二度目の結婚は、溺愛から始まる
「おはよう、海音ちゃん」
海音さんは、まさに救世主だ。
征二さんの怖い笑顔も一瞬で柔らかくなる。
「おはようございます、海音さん」
「早いね? 椿ちゃん。もう準備終わっちゃった?」
「は、はい。掃除だけですが……」
「そっか。ひとりでやらせて、ごめんね? 征二さん、明日はもうちょっと早く来ますね?」
「二人とも、無理することはないんだよ。開店に間に合えばいいんだから」
「はい。仕事に慣れたら、そうします。征二さん、椿ちゃん、今日からよろしくお願いしますっ!」
海音さんはにっこり笑い、勢いよく頭を下げた。
(さすが海音さん。わたしには、一生、無理かも……)
征二さんの言葉を否定することなく、自分の意志を曲げずに通した海音さんを見て、自分にはできない芸当だと落ち込んでしまう。

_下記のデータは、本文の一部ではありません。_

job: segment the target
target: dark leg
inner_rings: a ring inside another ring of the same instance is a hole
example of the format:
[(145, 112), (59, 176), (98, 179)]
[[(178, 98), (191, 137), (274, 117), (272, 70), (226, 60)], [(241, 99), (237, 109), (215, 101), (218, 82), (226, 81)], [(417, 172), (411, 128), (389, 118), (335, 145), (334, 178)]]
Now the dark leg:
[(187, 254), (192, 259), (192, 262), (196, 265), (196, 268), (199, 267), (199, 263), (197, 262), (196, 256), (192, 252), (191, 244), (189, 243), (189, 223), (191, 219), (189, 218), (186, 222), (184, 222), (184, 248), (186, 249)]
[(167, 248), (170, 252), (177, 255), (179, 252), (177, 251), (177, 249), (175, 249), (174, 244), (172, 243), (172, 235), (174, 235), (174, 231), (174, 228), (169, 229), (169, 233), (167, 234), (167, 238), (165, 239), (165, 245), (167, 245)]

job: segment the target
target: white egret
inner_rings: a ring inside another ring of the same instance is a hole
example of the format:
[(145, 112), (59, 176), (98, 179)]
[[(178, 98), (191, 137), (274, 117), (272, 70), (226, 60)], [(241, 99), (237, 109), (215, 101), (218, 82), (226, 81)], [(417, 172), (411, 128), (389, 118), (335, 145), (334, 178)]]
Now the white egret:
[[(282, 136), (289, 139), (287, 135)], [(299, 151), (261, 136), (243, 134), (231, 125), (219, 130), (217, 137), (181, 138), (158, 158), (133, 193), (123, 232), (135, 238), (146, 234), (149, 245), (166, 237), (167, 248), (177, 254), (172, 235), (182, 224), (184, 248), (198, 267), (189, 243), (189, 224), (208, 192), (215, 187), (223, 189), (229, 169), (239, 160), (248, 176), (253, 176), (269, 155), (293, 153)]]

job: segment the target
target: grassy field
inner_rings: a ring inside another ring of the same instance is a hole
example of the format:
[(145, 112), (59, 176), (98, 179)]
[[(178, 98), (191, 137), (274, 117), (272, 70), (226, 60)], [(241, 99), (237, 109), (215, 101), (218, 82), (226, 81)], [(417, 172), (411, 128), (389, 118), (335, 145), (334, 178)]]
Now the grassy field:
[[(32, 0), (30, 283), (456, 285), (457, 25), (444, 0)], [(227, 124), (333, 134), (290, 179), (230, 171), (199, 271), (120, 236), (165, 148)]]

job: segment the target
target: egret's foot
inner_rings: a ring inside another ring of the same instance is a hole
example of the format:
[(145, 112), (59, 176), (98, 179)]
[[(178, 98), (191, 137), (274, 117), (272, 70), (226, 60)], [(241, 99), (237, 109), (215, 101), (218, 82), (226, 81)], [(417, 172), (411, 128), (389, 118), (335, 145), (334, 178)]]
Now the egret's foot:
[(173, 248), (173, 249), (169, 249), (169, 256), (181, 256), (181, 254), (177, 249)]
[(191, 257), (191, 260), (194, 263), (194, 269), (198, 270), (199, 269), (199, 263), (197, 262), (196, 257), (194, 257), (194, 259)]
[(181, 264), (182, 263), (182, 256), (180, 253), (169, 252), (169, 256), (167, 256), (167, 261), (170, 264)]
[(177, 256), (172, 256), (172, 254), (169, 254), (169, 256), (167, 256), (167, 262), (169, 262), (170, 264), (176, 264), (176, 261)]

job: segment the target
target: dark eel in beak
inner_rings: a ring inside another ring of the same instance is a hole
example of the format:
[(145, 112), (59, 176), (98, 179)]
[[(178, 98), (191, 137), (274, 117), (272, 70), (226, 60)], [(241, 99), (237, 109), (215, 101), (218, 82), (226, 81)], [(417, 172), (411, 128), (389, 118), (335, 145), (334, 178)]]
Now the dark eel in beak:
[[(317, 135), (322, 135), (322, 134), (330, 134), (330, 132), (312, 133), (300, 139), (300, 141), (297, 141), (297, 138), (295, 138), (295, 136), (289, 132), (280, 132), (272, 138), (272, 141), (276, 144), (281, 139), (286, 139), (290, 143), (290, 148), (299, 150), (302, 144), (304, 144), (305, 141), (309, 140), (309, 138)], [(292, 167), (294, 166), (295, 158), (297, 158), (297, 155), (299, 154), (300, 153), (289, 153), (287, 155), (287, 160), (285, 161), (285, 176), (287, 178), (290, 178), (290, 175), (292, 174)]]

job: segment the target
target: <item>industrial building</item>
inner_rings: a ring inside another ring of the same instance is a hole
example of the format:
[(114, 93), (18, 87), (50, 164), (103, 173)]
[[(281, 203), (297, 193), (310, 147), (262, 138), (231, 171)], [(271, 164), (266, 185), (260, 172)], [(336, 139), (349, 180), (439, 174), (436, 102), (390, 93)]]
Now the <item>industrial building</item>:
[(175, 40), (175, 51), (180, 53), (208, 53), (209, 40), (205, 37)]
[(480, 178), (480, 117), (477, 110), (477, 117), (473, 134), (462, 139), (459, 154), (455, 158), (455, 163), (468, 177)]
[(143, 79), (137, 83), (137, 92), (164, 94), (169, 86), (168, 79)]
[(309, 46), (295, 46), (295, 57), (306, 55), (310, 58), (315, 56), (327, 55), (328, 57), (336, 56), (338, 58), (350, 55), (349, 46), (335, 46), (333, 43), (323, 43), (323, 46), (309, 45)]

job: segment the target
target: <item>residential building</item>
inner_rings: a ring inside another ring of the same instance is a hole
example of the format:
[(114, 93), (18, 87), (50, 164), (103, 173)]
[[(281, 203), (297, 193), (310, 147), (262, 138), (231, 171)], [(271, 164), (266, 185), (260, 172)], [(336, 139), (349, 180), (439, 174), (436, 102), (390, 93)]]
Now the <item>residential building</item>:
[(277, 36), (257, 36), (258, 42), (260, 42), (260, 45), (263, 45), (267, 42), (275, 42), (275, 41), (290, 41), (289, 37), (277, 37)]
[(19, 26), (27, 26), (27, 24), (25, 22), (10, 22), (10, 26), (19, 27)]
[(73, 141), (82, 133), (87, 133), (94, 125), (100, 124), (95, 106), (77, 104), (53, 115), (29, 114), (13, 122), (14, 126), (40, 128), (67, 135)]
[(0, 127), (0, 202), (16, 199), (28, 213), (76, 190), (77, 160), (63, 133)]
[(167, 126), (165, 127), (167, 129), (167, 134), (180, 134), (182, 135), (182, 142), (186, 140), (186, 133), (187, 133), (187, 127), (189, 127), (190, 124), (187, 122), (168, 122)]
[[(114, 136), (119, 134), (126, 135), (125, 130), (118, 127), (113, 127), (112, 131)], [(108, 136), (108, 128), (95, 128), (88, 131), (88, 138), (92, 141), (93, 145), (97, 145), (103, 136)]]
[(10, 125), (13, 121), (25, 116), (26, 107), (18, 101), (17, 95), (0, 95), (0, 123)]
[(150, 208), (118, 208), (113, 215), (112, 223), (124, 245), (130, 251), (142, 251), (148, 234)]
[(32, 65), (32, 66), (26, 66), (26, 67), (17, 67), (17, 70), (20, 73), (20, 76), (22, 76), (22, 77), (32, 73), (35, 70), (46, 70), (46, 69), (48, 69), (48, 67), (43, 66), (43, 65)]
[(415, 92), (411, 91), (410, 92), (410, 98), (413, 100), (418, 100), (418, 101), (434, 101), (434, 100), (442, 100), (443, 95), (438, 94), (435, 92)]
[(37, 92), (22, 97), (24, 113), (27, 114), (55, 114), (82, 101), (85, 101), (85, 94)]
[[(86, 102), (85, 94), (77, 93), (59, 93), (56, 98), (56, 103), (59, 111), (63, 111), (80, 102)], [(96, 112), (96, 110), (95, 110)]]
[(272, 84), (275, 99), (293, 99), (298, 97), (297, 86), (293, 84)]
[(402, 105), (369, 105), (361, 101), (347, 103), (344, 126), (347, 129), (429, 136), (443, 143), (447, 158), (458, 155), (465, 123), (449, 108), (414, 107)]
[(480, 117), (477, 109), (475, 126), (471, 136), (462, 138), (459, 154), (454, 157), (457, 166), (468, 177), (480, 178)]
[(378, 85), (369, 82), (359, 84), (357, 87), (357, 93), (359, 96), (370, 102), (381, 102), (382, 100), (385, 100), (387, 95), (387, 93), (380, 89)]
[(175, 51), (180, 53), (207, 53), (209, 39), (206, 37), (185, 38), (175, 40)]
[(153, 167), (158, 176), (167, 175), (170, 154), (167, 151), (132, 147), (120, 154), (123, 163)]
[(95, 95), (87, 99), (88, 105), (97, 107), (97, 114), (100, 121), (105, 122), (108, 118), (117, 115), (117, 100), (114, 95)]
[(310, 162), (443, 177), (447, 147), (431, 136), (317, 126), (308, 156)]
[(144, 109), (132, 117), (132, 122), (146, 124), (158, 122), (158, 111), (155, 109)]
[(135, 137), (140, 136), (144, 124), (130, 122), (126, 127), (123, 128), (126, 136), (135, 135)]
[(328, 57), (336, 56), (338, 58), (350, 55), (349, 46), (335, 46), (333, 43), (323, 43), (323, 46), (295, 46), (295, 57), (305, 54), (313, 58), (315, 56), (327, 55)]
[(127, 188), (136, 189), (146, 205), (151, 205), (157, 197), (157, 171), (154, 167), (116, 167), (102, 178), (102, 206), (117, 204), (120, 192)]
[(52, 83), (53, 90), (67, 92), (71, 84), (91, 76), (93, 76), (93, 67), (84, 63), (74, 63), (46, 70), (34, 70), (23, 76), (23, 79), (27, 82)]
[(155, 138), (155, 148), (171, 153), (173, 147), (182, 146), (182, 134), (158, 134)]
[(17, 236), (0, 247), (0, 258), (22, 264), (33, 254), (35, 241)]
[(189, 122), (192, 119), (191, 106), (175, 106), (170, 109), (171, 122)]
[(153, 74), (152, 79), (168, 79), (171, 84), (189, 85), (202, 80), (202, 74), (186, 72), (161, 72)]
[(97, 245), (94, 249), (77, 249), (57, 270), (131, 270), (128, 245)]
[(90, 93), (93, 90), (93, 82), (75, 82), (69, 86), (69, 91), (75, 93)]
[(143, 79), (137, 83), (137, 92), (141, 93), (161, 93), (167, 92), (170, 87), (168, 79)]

わたしの性格上、相手と真正面から向き合い、やり合わずにはいられない。
しなやかに相手の意見を受け流すなんて、できそうもない。
「よしっ! 気合入れて働きます! あれ? 椿ちゃん、元気ないね? 疲れてるの?」
スタッフルームに荷物を置き、自前のエプロンを着けて戻って来た海音さんに覗き込まれ、慌てて首を振る。
「いえっ! ちょっとぼーっとしていただけです」
「具合悪いなら、無理しないでね?」
「はい、ありがとうございます」
「征二さん、掃除の次は両替の用意?」
「今日は、昨日の分で間に合いそうだから、必要ないよ。いまのうちに、売上や仕入れ、シフトのことなんかも教えておこうかな」
かつては、レトロなレジスターを使っていた征二さんだが、現在はノートパソコン一台で会計からパートさんやアルバイトのシフト管理までまかなっている。
食材の発注も、八百屋の店長が代替わりして息子になって以来、メールで行っているそうだ。
征二さんの簡単な説明を聞きながら、ひと通り操作を覚えたところで、最初のお客さまが来店した。
わたしがオリジナルブレンドを淹れる間、征二さんは常連さんとのんびり会話をし、海音さんはランチの下準備に取り掛かる。